Man, last night's show was amazing! There's so much more diversity this time around, I thought a lot of the crews were very good. I hate how 'Kid Rainen' guest judged... God he was awful. Every time he'd make a comment, it was just "YO DAWG DAT WAS DOPE STRAIGHT UP YO MAN YOU RIPPED IT STRAIGHT UP" and he talked so fast I thought he was on drugs or something.

Anyone else a fan of ABDC?


----------



## cupajoe (Jan 17, 2009)

America's Best Dance Crew was the show where the asian dudes with masks won, right? Because I've actually seen that show, and I watch less than an hour of TV a week...


----------



## War (Jan 17, 2009)

Yep, Jabbawockeez were the winners of Season 1. One of their members was the guest judge in this season. He's the one I talked about in the first post.


----------



## kevenka (Jan 17, 2009)

sigh...I guess they should just stick to dancing?


----------



## Anakir (Jan 17, 2009)

I sort of lost interest in the middle of season 2. I guess I missed quite a bit. Ill check back to see what I missed. I remember I created a thread about ABDC but some people mentioned why anyone would watch this kind of "crap." I bet they still feel this way. Either way, I still love dancing shows. I used to be a Bboy, but not those extreme Bboys.

Anyways, hope to catch up on it soon.


----------



## dinofan01 (Jan 17, 2009)

I havnt had a chance to watch the new season. Ive been watching since season 1 but season 2 was just so boring to me. Just compare the two winners: Jabbawockeez and some crew no one remembers. The second season was just so plain to me. I thought Fanny pack was the best crew on the show but they got eliminated which ruined it for me. Maybe Ill watch the new season since you seem so excited about it.


----------



## War (Jan 17, 2009)

Yeah, second season wasn't as good, but I think the winners were pretty good (and they're from Vegas!) Also, I think Kaba Modern should have been the winner of season 1... Kaba was amazing.


----------



## dinofan01 (Jan 17, 2009)

Yeah Kaba Modern was really good. I also thought Live in Color was good. But the crews in season two were boring or just annoyed me.


----------



## thawkins1 (Jan 17, 2009)

The Super Crew were awesome and they are from Vegas (so am I). I really don't like this years ABDC.


----------



## cupajoe (Jan 17, 2009)

thawkins1 said:
			
		

> The Super Crew were awesome and they are from Vegas (so am I). I really don't like this years ABDC.

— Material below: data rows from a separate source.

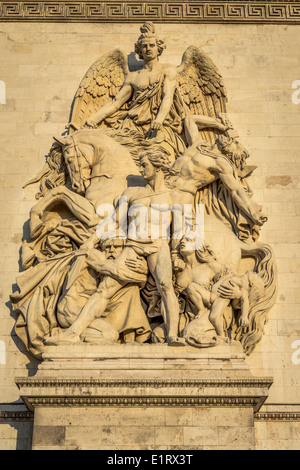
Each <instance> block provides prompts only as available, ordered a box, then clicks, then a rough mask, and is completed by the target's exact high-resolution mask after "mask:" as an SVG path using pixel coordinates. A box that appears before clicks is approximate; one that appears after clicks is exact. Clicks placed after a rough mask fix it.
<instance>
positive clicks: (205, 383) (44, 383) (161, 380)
mask: <svg viewBox="0 0 300 470" xmlns="http://www.w3.org/2000/svg"><path fill="white" fill-rule="evenodd" d="M15 382H16V384H17V386H18V387H19V388H23V387H26V388H45V387H51V388H62V387H81V386H84V387H91V388H94V387H97V388H131V389H132V388H149V387H151V388H178V387H184V388H197V387H201V388H203V387H205V388H216V387H226V388H228V387H229V388H262V387H267V388H270V387H271V385H272V384H273V379H272V378H261V379H260V378H253V379H197V380H196V379H195V380H186V379H180V380H172V379H166V380H161V379H155V380H154V379H153V380H152V379H145V380H140V379H137V380H133V379H132V380H131V379H128V380H117V379H111V380H104V379H95V378H93V379H85V378H81V379H79V378H78V379H77V378H76V379H72V378H70V379H59V378H32V377H29V378H16V379H15Z"/></svg>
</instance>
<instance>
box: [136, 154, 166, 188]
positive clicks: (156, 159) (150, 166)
mask: <svg viewBox="0 0 300 470" xmlns="http://www.w3.org/2000/svg"><path fill="white" fill-rule="evenodd" d="M171 166H172V163H171V160H170V159H169V157H168V155H167V153H166V152H165V151H163V150H162V149H161V148H150V149H149V150H147V151H145V152H142V153H141V154H140V173H141V175H142V177H143V178H144V179H145V180H146V181H151V180H152V179H153V178H155V175H156V174H157V173H158V172H159V171H163V172H164V173H166V174H167V173H169V170H170V168H171Z"/></svg>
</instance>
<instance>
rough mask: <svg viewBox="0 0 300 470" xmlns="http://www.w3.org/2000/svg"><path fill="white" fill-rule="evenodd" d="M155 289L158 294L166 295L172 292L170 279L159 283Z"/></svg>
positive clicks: (171, 279)
mask: <svg viewBox="0 0 300 470" xmlns="http://www.w3.org/2000/svg"><path fill="white" fill-rule="evenodd" d="M157 288H158V291H159V293H160V294H167V293H169V292H171V291H173V283H172V279H166V280H163V281H160V282H159V283H158V286H157Z"/></svg>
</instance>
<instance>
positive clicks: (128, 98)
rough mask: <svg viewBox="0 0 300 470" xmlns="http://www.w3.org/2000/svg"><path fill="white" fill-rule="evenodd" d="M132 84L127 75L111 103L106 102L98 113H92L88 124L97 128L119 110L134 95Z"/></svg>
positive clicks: (88, 126)
mask: <svg viewBox="0 0 300 470" xmlns="http://www.w3.org/2000/svg"><path fill="white" fill-rule="evenodd" d="M132 91H133V90H132V86H131V83H130V78H129V77H128V76H127V78H126V80H125V82H124V85H123V87H122V88H121V90H120V91H119V93H118V94H117V95H116V96H115V98H114V99H113V100H112V101H110V102H109V103H107V104H105V105H104V106H103V107H102V108H101V109H100V110H99V111H98V112H97V113H95V114H92V115H91V116H90V117H89V118H88V119H87V121H86V124H85V125H86V126H88V127H93V128H96V127H97V126H98V125H99V124H100V122H101V121H103V120H104V119H106V118H107V117H109V116H111V115H112V114H114V113H115V112H116V111H118V110H119V109H120V108H121V107H122V106H123V104H125V103H126V102H127V101H128V100H129V99H130V97H131V95H132Z"/></svg>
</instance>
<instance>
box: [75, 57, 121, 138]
mask: <svg viewBox="0 0 300 470" xmlns="http://www.w3.org/2000/svg"><path fill="white" fill-rule="evenodd" d="M127 74H128V60H127V56H126V54H125V53H124V52H123V51H122V50H120V49H115V50H113V51H110V52H108V53H107V54H105V55H103V56H102V57H100V58H99V59H98V60H97V61H96V62H94V64H93V65H91V67H90V68H89V69H88V71H87V72H86V74H85V76H84V77H83V79H82V81H81V83H80V85H79V88H78V90H77V92H76V95H75V98H74V101H73V106H72V111H71V116H70V124H69V126H70V127H69V130H70V132H72V131H71V128H72V125H74V126H75V127H80V126H83V125H84V124H85V122H86V120H87V118H88V117H89V116H90V115H91V114H94V113H96V112H97V111H99V109H100V108H101V107H102V106H104V105H105V104H106V103H107V102H109V101H111V100H112V99H113V98H114V97H115V96H116V95H117V93H118V92H119V91H120V89H121V87H122V85H123V83H124V80H125V77H126V75H127Z"/></svg>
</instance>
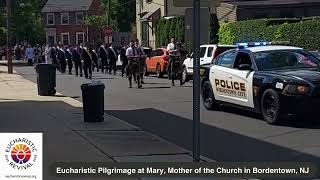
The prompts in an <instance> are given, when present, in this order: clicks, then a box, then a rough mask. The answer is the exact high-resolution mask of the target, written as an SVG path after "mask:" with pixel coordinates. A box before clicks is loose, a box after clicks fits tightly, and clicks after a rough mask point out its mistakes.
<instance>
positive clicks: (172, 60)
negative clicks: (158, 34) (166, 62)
mask: <svg viewBox="0 0 320 180" xmlns="http://www.w3.org/2000/svg"><path fill="white" fill-rule="evenodd" d="M167 51H168V53H169V56H170V58H169V65H168V68H167V72H168V79H170V78H171V66H172V62H173V58H174V56H176V55H177V51H178V50H177V41H176V38H175V37H172V38H171V42H170V43H169V44H168V46H167Z"/></svg>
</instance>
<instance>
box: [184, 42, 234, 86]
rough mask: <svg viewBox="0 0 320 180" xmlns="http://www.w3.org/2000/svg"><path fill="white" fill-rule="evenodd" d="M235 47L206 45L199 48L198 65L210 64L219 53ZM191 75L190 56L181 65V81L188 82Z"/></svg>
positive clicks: (221, 45)
mask: <svg viewBox="0 0 320 180" xmlns="http://www.w3.org/2000/svg"><path fill="white" fill-rule="evenodd" d="M236 47H237V46H235V45H217V44H208V45H201V46H200V65H206V64H210V63H211V62H212V60H213V59H214V58H215V57H217V56H218V55H220V54H221V53H223V52H225V51H227V50H229V49H233V48H236ZM192 75H193V58H192V54H191V56H189V57H188V58H187V59H185V60H184V62H183V65H182V81H183V82H188V81H189V80H190V79H192Z"/></svg>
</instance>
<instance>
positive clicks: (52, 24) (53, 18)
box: [47, 13, 54, 25]
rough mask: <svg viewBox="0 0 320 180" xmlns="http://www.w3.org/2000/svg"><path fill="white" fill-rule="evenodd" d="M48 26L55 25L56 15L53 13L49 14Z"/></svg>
mask: <svg viewBox="0 0 320 180" xmlns="http://www.w3.org/2000/svg"><path fill="white" fill-rule="evenodd" d="M47 25H54V14H53V13H48V14H47Z"/></svg>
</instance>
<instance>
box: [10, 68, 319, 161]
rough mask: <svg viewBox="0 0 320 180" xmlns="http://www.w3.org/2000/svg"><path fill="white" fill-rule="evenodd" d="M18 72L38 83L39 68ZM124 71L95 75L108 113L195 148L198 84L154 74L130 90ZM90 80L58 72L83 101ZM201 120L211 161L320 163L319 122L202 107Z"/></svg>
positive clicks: (303, 119)
mask: <svg viewBox="0 0 320 180" xmlns="http://www.w3.org/2000/svg"><path fill="white" fill-rule="evenodd" d="M15 70H16V71H17V72H18V73H19V74H21V75H22V76H23V77H25V78H26V79H29V80H31V81H34V82H36V75H35V70H34V69H33V67H16V68H15ZM119 74H120V72H118V75H116V76H113V75H106V74H101V73H95V74H94V78H93V80H95V81H97V80H100V81H102V82H103V83H105V85H106V91H105V110H106V113H108V114H111V115H113V116H115V117H118V118H120V119H122V120H124V121H127V122H129V123H131V124H133V125H136V126H138V127H140V128H142V129H144V130H146V131H148V132H150V133H153V134H155V135H158V136H160V137H162V138H164V139H167V140H169V141H171V142H173V143H175V144H177V145H180V146H182V147H184V148H187V149H189V150H192V84H191V83H188V84H186V85H184V86H183V87H180V86H176V87H171V85H170V82H169V81H168V80H167V79H165V78H163V79H158V78H156V77H154V76H151V77H146V78H145V82H146V84H145V85H144V87H143V89H137V88H133V89H129V88H128V80H127V79H126V78H122V77H120V76H119ZM85 82H91V80H86V79H84V78H80V77H75V76H74V75H61V74H59V73H58V74H57V91H58V92H59V93H61V94H63V95H64V96H69V97H72V98H75V99H78V100H81V90H80V85H81V84H82V83H85ZM177 84H178V82H177ZM57 113H58V112H57ZM315 115H316V112H315ZM315 119H316V118H315ZM201 122H202V125H201V153H202V155H204V156H206V157H209V158H211V159H214V160H217V161H229V162H230V161H231V162H235V161H243V162H245V161H317V162H320V141H319V140H318V137H320V122H317V120H313V119H303V120H299V121H291V120H288V121H286V122H284V123H283V124H282V125H280V126H272V125H268V124H267V123H265V122H264V121H263V120H262V119H261V117H260V115H258V114H254V113H251V112H248V111H241V110H237V109H233V108H229V107H223V108H221V109H220V110H219V111H207V110H205V109H204V107H203V106H201Z"/></svg>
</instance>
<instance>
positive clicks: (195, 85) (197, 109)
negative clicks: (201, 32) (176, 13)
mask: <svg viewBox="0 0 320 180" xmlns="http://www.w3.org/2000/svg"><path fill="white" fill-rule="evenodd" d="M193 54H194V57H193V160H194V161H195V162H200V0H193Z"/></svg>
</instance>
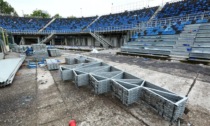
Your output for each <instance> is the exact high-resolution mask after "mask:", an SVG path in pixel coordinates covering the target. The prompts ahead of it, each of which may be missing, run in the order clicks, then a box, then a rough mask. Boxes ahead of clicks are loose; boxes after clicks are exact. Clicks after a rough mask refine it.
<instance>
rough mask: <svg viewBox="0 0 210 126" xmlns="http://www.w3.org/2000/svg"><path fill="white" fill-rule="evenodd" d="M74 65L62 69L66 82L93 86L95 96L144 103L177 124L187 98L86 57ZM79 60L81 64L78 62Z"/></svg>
mask: <svg viewBox="0 0 210 126" xmlns="http://www.w3.org/2000/svg"><path fill="white" fill-rule="evenodd" d="M71 59H72V61H75V62H71V64H72V65H67V66H62V67H61V68H60V71H61V74H62V75H61V78H62V79H63V80H72V81H73V82H74V83H75V85H76V86H77V87H79V86H87V85H89V86H91V87H92V89H93V90H94V92H95V94H98V95H99V94H103V93H108V92H111V93H112V94H113V95H114V96H115V97H116V98H118V99H120V100H121V101H122V103H123V104H125V105H130V104H133V103H135V102H138V101H139V100H141V101H144V102H146V103H147V105H149V106H150V107H151V108H153V109H154V110H156V111H157V113H158V114H159V115H160V116H162V117H163V118H165V119H167V120H169V121H171V122H173V121H176V120H177V119H178V118H180V117H181V116H182V115H183V113H184V109H185V105H186V102H187V97H183V96H179V95H177V94H175V93H173V92H171V91H169V90H166V89H164V88H162V87H159V86H157V85H155V84H152V83H150V82H148V81H145V80H143V79H141V78H138V77H136V76H133V75H131V74H129V73H126V72H123V71H121V70H119V69H116V68H115V67H112V66H109V65H108V64H105V63H103V62H97V61H93V60H92V61H91V60H90V62H89V63H86V60H87V59H88V58H86V57H80V58H78V57H72V58H71ZM78 61H79V62H78Z"/></svg>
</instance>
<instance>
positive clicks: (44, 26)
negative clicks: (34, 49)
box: [39, 18, 56, 33]
mask: <svg viewBox="0 0 210 126" xmlns="http://www.w3.org/2000/svg"><path fill="white" fill-rule="evenodd" d="M55 20H56V18H53V19H52V20H51V21H50V22H49V23H47V24H46V25H45V26H44V27H43V28H42V29H40V30H39V33H40V32H42V31H43V30H44V29H45V28H47V27H48V26H49V25H50V24H51V23H53V22H54V21H55Z"/></svg>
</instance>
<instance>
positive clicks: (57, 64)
mask: <svg viewBox="0 0 210 126" xmlns="http://www.w3.org/2000/svg"><path fill="white" fill-rule="evenodd" d="M46 63H47V68H48V70H58V69H59V63H58V60H56V59H46Z"/></svg>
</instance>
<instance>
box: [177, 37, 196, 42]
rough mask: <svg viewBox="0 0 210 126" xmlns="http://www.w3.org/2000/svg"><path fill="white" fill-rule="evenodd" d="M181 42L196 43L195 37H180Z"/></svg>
mask: <svg viewBox="0 0 210 126" xmlns="http://www.w3.org/2000/svg"><path fill="white" fill-rule="evenodd" d="M179 40H183V41H194V37H180V38H178V41H179Z"/></svg>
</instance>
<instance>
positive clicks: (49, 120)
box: [37, 103, 68, 125]
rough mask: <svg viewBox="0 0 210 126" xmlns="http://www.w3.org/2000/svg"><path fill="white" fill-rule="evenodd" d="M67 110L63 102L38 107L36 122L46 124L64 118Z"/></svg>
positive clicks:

Does this year still have all of those slow motion shots?


----------



## thawkins1 (Jan 17, 2009)

cupajoe38 said:
			
		

> thawkins1 said:
> 
> 
> 
> ...



Yep they do


----------



## War (Jan 17, 2009)

thawkins1 said:
			
		

> The Super Crew were awesome and they are from Vegas (so am I). I really don't like this years ABDC.


How can you dislike it already? it's only been one episode so far! I thought there were a lot of good crews... That Quest crew from LA, Fly Kicks, the one team with all girls and one guy that do that weird type of dance with the shoes...


----------



## Veristical Blaze (Jan 17, 2009)

Jeezz, Why the heck shall i watch to some dancing ''talent'' if i can game all night long?


----------



## thawkins1 (Jan 17, 2009)

War said:
			
		

> thawkins1 said:
> 
> 
> 
> ...




Well the groups this year are far under Season 1 and 2.


----------